The first part of this article introduced Git, its workflow, installation and basic commands. This second part elaborates the collaboration aspects of Git, including branching and merging, which help with parallel, non-linear development in projects and avoid disruption in the main line of development. Working with remote repositories is also covered.
Branching in Git is analogous to branches on a tree. A Git branch is an independent line of development emerging from the main development line, just like branches coming out of the trunk of a tree. This feature at its core enables the collaboration of a team on a single project by letting developers work on feature developments, bug fixes or hot fixes without disturbing the main development line on their own branches, and merging them whenever necessary.

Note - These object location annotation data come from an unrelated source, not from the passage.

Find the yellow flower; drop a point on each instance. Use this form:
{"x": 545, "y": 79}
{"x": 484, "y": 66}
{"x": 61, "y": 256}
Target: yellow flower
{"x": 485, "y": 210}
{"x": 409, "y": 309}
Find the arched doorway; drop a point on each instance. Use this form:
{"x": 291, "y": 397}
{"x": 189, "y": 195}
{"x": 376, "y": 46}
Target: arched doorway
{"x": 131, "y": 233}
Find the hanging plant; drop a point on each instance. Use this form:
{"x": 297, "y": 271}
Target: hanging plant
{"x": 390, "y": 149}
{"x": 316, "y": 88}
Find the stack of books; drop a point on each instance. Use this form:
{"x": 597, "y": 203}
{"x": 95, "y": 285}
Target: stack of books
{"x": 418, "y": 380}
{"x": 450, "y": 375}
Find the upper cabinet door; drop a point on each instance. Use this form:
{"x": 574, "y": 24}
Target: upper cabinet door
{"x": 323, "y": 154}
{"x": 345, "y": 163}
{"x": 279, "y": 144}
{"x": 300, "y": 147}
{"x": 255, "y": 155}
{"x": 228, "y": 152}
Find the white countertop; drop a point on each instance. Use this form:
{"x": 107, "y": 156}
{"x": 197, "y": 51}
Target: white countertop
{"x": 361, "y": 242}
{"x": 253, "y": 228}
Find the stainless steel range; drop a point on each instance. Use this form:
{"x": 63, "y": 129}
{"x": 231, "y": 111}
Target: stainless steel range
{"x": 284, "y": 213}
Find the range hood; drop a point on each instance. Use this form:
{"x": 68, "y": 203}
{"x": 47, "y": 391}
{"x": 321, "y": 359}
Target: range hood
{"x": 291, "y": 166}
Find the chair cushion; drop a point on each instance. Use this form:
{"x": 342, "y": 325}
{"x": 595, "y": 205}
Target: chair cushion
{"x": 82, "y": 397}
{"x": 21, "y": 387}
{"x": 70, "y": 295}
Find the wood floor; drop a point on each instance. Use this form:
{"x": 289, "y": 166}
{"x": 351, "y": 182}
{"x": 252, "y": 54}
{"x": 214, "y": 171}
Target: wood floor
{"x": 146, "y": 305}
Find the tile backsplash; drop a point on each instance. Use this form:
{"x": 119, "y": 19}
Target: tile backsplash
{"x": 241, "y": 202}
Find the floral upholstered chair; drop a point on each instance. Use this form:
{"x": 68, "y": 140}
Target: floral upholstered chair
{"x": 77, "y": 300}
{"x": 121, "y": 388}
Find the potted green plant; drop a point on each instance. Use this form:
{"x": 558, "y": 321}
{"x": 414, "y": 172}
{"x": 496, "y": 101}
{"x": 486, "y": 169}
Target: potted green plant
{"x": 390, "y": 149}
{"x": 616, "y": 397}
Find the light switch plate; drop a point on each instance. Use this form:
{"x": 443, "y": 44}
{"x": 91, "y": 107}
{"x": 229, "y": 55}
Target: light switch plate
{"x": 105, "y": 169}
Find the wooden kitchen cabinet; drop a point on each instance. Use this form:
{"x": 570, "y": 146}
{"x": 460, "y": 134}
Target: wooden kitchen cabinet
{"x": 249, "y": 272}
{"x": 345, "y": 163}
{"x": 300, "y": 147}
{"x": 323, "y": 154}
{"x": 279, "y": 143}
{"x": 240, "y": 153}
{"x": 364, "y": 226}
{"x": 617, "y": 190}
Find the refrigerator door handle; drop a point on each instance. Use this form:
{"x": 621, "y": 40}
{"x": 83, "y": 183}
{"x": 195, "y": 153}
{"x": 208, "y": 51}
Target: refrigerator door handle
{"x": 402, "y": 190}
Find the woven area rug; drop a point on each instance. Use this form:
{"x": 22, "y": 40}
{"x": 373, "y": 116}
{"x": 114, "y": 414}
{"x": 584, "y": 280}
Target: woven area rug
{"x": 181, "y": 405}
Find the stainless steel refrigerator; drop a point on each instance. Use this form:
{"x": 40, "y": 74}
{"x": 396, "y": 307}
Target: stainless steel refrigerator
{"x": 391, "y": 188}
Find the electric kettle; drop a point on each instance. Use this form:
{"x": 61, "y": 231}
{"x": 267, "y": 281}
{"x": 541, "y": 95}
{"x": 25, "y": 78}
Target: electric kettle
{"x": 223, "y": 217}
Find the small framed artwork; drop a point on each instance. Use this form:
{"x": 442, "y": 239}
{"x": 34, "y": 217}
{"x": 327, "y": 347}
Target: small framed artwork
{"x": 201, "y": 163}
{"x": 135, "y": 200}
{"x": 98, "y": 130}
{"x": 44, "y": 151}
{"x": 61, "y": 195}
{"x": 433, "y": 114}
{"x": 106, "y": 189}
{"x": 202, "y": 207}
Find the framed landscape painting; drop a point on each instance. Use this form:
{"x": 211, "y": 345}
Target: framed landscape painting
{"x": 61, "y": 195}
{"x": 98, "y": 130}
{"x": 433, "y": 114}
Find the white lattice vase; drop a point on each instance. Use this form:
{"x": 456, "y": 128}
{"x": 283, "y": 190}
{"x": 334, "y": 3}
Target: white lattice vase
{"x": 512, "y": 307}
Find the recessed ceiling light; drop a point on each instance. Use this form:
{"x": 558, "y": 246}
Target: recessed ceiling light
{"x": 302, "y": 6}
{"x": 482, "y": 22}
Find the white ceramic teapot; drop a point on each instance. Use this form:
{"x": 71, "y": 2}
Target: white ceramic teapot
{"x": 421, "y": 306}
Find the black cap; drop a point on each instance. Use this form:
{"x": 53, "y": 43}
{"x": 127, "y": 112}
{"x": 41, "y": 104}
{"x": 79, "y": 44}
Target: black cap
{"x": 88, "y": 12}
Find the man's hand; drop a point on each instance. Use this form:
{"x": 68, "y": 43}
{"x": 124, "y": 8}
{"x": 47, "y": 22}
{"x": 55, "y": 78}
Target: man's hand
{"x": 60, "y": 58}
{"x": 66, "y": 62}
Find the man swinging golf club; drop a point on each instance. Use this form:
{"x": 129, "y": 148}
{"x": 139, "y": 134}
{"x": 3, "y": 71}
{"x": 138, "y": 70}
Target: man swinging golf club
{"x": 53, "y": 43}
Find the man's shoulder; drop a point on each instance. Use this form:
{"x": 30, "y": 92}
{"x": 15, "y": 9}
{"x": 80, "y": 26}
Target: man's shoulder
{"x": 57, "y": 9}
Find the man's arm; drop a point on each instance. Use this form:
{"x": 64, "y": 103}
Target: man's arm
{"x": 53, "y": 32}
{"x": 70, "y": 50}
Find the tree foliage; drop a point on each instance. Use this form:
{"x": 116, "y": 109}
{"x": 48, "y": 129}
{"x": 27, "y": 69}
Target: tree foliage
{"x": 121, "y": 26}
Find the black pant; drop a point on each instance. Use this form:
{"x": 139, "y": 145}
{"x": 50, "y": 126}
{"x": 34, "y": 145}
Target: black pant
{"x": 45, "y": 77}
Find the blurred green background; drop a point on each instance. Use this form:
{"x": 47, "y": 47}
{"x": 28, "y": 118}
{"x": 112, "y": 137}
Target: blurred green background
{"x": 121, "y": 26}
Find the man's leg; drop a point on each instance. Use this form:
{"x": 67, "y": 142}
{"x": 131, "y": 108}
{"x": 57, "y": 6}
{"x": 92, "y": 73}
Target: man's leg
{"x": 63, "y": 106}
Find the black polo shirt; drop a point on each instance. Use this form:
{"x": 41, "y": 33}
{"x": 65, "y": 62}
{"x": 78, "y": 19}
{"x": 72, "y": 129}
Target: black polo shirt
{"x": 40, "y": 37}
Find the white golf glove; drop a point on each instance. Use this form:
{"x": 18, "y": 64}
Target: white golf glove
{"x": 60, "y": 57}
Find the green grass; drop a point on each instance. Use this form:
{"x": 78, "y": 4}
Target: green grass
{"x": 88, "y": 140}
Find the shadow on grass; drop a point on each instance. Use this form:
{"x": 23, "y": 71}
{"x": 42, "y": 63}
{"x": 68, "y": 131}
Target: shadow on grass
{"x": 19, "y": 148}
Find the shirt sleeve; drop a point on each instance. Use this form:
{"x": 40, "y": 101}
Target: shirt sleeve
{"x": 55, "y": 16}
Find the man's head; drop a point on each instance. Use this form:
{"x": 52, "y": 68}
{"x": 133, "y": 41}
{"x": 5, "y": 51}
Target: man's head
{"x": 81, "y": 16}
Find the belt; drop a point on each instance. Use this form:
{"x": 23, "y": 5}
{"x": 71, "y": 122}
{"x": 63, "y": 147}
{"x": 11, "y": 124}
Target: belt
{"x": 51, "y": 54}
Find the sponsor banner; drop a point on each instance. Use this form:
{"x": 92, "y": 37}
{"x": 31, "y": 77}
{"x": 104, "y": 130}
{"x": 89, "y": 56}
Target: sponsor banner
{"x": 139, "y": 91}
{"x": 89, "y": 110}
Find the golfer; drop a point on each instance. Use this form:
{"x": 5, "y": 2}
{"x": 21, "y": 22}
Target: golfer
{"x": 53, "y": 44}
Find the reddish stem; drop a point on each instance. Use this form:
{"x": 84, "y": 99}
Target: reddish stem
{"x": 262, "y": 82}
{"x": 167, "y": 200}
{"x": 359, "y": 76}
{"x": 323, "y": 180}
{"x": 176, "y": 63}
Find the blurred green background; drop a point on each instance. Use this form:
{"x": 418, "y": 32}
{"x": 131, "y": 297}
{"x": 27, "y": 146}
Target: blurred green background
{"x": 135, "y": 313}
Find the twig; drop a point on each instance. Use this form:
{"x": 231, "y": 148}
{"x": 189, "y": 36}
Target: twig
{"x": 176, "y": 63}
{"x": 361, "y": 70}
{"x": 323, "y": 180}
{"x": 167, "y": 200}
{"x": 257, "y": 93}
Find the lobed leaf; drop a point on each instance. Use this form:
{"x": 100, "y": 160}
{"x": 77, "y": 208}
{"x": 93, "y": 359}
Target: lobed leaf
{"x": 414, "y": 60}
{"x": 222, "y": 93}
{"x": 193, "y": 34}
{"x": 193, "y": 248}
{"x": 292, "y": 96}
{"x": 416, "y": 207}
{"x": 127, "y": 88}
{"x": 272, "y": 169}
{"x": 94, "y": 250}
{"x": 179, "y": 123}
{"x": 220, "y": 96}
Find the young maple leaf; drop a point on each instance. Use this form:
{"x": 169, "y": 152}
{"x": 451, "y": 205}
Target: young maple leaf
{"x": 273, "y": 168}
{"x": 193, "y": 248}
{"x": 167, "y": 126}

In most version control systems (VCS), branching is an expensive operation with respect to both time and space. Git branches are extremely lightweight, making operations like creating branches and switching back and forth from one to the other very quick. This feature sets Git apart from the other VCS.
Creating and using branches
git branch <branch-name> is used to create a new branch. It creates a new pointer from the current branch. When the branch is put to use, it does affect the current branch whenever any changes or commits are made in the repository. $git checkout <branch-name> is used to make the HEAD point to the <branch-name>. In other words, this updates the files in the repository to match the version stored in the branch, and tells Git to record any changes from now on to the branch.
Both these commands can be combined in a single command like git checkout -b <branch-name>. Let’s create a feature branch and record some changes in it, as explained in Figure 1. We will continue working on the same repository that was created in the first part of this article carried in the August 2020 issue of OSFY.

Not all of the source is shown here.